Towards Big Data Infrastructure for Historic Handwritten Document Transcription
Loading...
Date
2017-05-03
Access
Authors
Hoffman, David Richard
Journal Title
Journal ISSN
Volume Title
Publisher
East Carolina University
Abstract
Historical archival documents are vast and contain many thousands of pages of unstructured data, often not easily searchable. The current state of the art is searchable meta-tags of documents which help a reader to land on the page, but the data within the documents is not fully searchable. On the contrary, if this unstructured handwritten data is transcribed and stored in a database, search would be much more straightforward. Digitization of documents allows for visually impaired persons to stay connected with history as the transcribed text can be sent through assistive technology. Furthermore, digitized text can be translated into worldwide languages allowing for greater accessibility. The problem is apparent and end-goal solution is clear, but the steps to achieve the solution are not. Some museums and libraries have resorted to crowdsourced, volunteer transcription via the web. A more logical means would be to utilize computer-based handwriting recognition to help achieve the goal. In this research we present Big Data approaches towards handwriting recognition.

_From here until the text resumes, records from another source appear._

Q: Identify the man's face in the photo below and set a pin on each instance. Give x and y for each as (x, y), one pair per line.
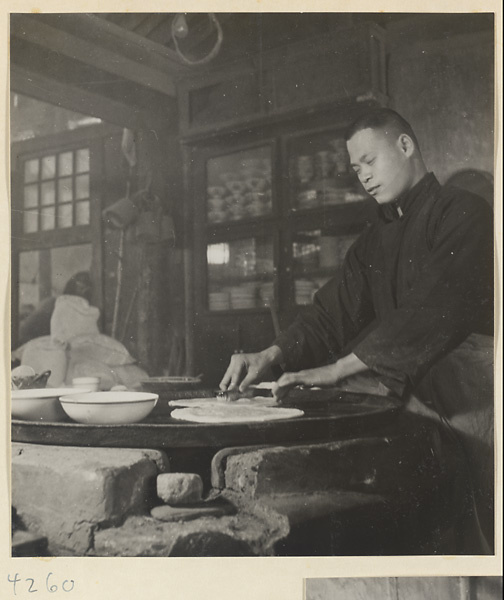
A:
(382, 163)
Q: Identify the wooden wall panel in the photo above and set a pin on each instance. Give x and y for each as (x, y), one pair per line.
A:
(445, 89)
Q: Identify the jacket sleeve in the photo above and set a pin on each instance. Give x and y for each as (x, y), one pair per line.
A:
(340, 310)
(446, 302)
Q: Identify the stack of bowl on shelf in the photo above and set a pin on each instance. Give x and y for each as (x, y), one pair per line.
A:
(304, 289)
(321, 176)
(245, 192)
(219, 300)
(244, 295)
(266, 293)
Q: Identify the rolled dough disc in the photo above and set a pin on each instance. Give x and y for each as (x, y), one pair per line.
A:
(234, 412)
(207, 402)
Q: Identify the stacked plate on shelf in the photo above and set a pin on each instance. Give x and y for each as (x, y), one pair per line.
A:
(266, 293)
(304, 288)
(243, 296)
(218, 301)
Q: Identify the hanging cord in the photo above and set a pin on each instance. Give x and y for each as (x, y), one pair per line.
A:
(120, 256)
(213, 52)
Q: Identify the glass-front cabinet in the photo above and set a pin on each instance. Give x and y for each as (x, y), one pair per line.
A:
(239, 185)
(241, 273)
(275, 212)
(319, 171)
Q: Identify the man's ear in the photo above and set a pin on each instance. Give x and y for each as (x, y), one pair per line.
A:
(406, 144)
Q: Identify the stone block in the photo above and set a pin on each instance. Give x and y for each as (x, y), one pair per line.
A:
(253, 531)
(403, 463)
(64, 493)
(179, 488)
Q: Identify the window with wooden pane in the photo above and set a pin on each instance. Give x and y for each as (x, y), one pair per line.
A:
(56, 191)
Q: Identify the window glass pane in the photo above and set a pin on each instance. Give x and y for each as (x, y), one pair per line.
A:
(31, 170)
(47, 218)
(65, 193)
(65, 164)
(30, 221)
(82, 160)
(48, 167)
(82, 213)
(47, 193)
(30, 196)
(65, 212)
(82, 187)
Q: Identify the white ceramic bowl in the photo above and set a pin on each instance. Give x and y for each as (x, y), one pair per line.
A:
(109, 408)
(39, 404)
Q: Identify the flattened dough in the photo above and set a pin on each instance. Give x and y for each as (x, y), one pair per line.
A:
(234, 412)
(207, 402)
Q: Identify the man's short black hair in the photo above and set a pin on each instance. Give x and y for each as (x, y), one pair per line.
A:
(384, 119)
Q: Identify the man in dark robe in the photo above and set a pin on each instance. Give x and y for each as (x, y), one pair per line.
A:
(416, 288)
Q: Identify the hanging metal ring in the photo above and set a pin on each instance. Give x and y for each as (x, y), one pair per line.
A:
(213, 52)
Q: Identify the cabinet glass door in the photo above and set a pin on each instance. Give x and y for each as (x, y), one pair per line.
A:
(240, 274)
(316, 255)
(239, 185)
(319, 172)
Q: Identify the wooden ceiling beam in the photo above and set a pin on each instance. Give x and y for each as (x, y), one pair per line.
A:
(117, 38)
(36, 32)
(24, 81)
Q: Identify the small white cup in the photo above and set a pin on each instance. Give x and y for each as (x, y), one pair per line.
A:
(88, 384)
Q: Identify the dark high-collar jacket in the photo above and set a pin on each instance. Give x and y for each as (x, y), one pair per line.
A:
(412, 287)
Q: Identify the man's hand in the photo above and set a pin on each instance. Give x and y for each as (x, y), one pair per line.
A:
(322, 376)
(245, 369)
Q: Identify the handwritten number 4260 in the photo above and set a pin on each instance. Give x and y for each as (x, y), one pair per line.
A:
(66, 586)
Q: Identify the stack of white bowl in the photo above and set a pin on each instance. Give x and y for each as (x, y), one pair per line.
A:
(266, 293)
(305, 288)
(243, 296)
(218, 301)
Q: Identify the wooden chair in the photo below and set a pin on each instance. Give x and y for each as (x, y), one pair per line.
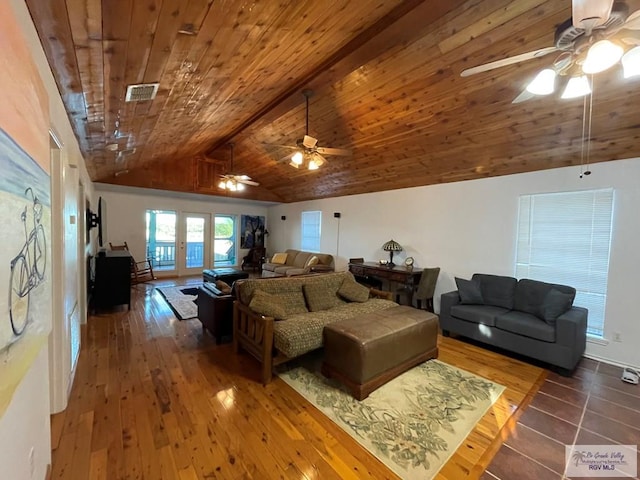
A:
(140, 271)
(254, 258)
(426, 288)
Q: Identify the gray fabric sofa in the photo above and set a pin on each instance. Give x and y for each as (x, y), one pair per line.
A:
(529, 317)
(297, 263)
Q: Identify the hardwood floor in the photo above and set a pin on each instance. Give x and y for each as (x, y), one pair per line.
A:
(593, 407)
(155, 398)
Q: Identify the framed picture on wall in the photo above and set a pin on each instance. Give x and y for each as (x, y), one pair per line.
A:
(252, 231)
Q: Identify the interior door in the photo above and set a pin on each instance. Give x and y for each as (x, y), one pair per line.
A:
(194, 245)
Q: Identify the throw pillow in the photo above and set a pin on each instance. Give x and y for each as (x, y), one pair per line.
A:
(224, 287)
(267, 304)
(279, 258)
(313, 260)
(555, 304)
(353, 291)
(469, 292)
(320, 297)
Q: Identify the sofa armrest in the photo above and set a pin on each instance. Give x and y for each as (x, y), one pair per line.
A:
(254, 333)
(321, 268)
(571, 328)
(375, 293)
(448, 300)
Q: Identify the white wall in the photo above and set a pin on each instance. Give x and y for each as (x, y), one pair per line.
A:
(125, 209)
(469, 227)
(25, 424)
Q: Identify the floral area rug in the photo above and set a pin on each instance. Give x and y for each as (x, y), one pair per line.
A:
(414, 423)
(182, 300)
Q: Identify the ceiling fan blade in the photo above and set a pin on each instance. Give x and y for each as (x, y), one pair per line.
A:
(523, 97)
(309, 142)
(291, 147)
(589, 14)
(508, 61)
(319, 159)
(633, 21)
(334, 151)
(249, 182)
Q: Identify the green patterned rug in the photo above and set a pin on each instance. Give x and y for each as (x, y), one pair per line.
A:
(414, 423)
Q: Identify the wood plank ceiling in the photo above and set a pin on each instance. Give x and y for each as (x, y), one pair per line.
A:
(386, 81)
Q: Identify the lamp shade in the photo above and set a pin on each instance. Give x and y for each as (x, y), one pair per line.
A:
(392, 246)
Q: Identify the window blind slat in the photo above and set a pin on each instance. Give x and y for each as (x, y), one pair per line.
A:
(565, 238)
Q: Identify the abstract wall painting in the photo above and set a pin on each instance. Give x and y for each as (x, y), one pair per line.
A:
(25, 209)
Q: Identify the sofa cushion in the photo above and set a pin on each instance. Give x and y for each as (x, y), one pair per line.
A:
(353, 291)
(291, 271)
(302, 333)
(527, 325)
(301, 259)
(267, 304)
(469, 292)
(279, 258)
(278, 285)
(535, 297)
(291, 256)
(555, 304)
(313, 260)
(320, 297)
(484, 314)
(497, 290)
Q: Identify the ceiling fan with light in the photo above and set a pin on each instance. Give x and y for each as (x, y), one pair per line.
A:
(599, 34)
(307, 152)
(232, 181)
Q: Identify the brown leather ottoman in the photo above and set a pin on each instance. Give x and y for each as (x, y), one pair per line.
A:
(366, 352)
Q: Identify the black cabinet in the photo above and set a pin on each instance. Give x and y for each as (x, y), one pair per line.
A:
(112, 284)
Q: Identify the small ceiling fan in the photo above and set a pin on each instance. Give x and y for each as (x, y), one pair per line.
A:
(593, 40)
(232, 181)
(307, 149)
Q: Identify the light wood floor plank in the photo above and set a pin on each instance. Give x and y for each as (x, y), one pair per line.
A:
(155, 397)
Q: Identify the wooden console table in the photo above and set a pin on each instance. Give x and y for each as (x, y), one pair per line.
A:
(408, 278)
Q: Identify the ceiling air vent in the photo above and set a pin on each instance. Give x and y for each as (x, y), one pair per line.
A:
(141, 92)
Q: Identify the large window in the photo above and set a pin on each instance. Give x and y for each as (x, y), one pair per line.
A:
(161, 239)
(311, 231)
(224, 240)
(565, 238)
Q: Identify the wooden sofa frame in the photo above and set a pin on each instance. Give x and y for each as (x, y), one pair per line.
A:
(254, 333)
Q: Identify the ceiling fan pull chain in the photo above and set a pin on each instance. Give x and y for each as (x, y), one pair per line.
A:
(593, 87)
(584, 127)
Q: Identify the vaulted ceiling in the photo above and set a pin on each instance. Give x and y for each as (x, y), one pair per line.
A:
(386, 81)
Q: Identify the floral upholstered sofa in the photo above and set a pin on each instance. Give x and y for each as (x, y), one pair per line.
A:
(276, 319)
(296, 262)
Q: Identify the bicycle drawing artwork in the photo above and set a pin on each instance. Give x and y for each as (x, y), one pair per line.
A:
(28, 266)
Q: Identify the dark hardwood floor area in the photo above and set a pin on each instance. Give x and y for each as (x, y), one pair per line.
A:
(594, 407)
(156, 398)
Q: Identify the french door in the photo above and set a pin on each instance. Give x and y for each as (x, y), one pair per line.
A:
(194, 246)
(178, 243)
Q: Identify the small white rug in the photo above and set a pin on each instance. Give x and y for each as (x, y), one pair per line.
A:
(181, 302)
(414, 423)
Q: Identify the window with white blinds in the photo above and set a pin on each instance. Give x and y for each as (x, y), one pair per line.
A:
(565, 238)
(311, 231)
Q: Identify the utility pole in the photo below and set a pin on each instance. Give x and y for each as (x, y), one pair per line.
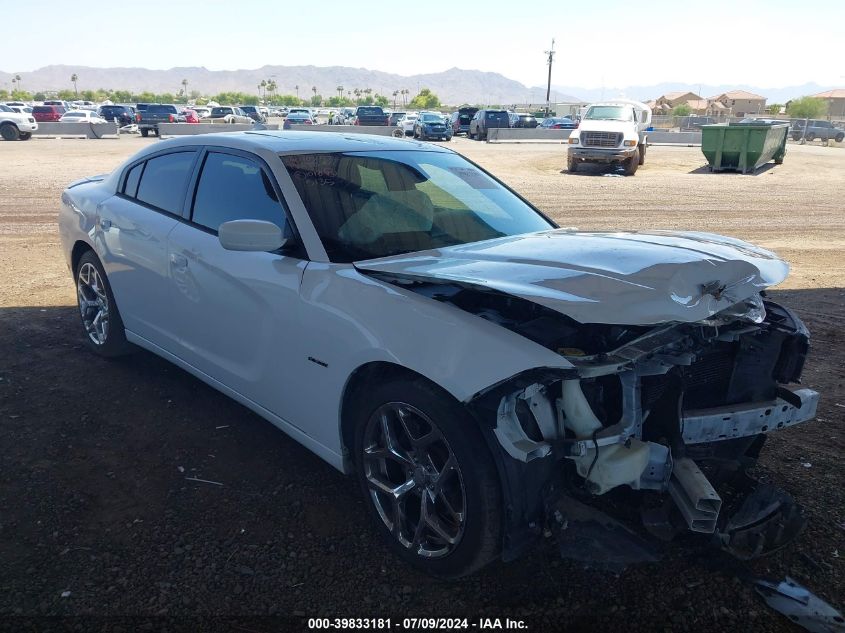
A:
(551, 58)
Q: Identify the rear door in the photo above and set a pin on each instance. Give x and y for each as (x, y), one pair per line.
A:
(237, 313)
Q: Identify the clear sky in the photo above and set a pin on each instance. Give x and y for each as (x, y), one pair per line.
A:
(615, 43)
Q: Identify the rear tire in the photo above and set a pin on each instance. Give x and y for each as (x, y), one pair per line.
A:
(447, 519)
(10, 132)
(101, 321)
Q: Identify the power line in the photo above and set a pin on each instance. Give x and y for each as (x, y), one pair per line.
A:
(551, 58)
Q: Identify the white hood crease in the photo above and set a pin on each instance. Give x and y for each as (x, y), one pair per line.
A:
(625, 278)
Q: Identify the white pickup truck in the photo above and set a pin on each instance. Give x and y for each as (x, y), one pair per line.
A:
(611, 132)
(16, 125)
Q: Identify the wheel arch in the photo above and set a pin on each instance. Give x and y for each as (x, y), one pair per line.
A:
(355, 390)
(521, 485)
(76, 253)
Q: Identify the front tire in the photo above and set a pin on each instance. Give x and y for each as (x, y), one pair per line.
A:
(10, 132)
(101, 321)
(428, 478)
(631, 164)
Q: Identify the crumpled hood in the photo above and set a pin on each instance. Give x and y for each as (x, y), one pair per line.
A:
(626, 278)
(587, 125)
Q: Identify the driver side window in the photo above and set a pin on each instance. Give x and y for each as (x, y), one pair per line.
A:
(235, 188)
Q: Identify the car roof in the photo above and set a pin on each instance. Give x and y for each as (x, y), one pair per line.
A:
(282, 142)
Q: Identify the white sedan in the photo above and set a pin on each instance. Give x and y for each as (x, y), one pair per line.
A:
(406, 123)
(81, 116)
(411, 320)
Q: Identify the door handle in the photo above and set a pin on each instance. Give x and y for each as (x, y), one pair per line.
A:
(178, 261)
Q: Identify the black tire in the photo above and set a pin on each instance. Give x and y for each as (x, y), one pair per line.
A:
(115, 343)
(478, 539)
(631, 164)
(10, 132)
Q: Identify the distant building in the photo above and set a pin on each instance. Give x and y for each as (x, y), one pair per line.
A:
(665, 103)
(835, 102)
(737, 103)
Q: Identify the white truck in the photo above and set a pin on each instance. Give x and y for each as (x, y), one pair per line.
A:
(611, 132)
(16, 125)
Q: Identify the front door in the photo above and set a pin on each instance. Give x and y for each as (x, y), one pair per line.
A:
(238, 312)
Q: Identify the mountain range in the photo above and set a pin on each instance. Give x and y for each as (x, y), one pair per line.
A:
(453, 86)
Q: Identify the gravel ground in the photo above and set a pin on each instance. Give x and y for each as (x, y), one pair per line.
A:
(94, 499)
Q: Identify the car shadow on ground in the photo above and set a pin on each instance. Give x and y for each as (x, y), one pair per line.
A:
(763, 169)
(100, 498)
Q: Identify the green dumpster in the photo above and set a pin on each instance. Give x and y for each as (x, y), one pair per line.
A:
(743, 146)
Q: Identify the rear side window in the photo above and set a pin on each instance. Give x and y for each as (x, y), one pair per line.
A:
(235, 188)
(164, 181)
(130, 187)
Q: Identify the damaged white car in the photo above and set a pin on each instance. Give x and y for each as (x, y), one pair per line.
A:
(487, 376)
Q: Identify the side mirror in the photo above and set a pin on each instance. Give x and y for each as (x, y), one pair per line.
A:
(250, 235)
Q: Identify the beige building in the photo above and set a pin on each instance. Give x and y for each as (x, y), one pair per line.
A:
(737, 103)
(665, 103)
(835, 102)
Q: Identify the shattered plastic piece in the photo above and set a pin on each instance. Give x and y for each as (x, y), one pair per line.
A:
(801, 606)
(204, 481)
(767, 520)
(590, 536)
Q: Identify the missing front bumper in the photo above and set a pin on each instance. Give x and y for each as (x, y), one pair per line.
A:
(730, 422)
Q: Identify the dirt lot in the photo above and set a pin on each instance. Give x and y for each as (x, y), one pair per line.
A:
(93, 501)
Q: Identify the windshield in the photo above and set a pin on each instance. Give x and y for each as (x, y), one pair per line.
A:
(609, 113)
(366, 205)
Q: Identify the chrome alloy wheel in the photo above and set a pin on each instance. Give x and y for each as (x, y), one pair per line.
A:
(414, 480)
(93, 303)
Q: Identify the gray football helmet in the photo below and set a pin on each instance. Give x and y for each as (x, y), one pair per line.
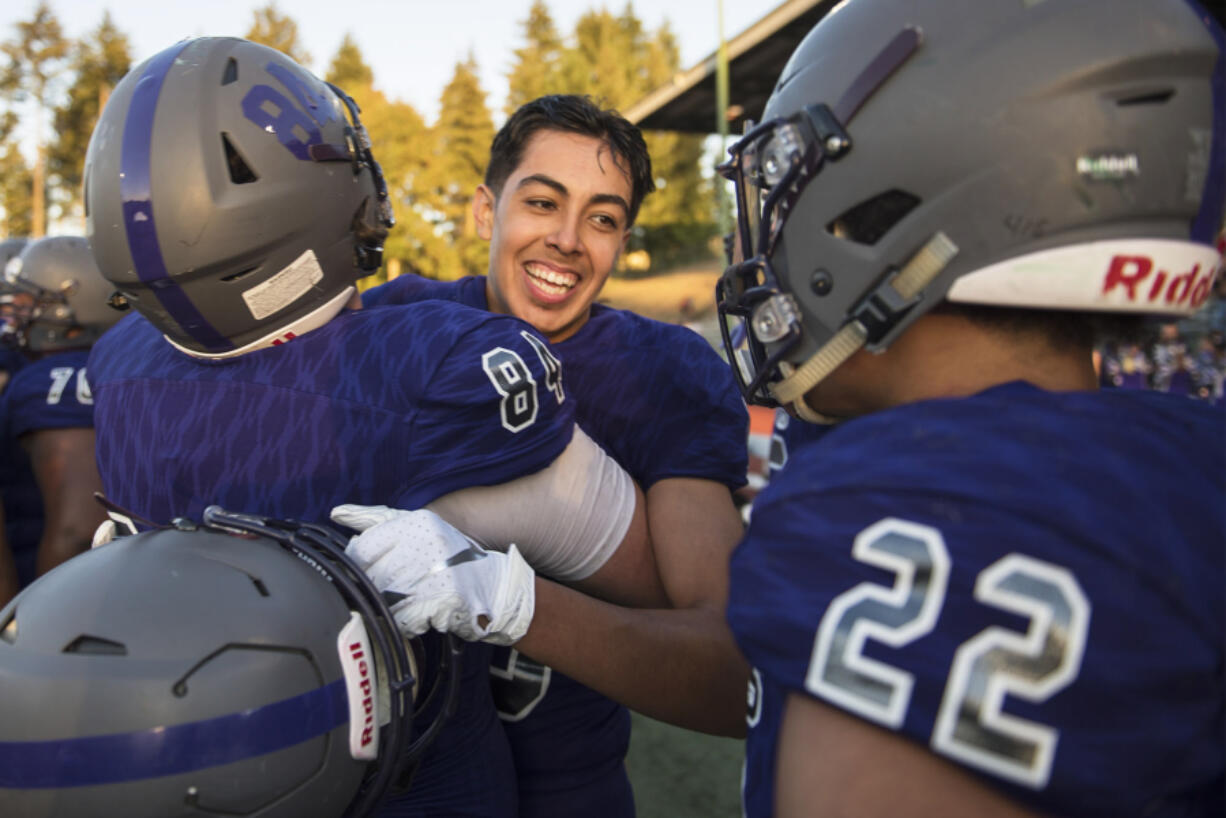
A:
(53, 297)
(229, 193)
(242, 667)
(1020, 153)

High-resolution document scans consume a large amount of disk space, and computer processing of the images with advanced algorithms require a lot of operations. Sharing the load of the data storage and parallel processing over a scalable cluster of machines is the logical next step, and has not been reported on in depth in this domain. This research does not seek to completely solve the problem of a full-fledged handwriting recognition system. Rather, it describes and demonstrates how using a cluster in a Hadoop environment can assist the research by processing in parallel. Although the algorithms utilized in this research already exist, the framework introduced may be extended to accommodate more advanced methods in order to speed up the processing time.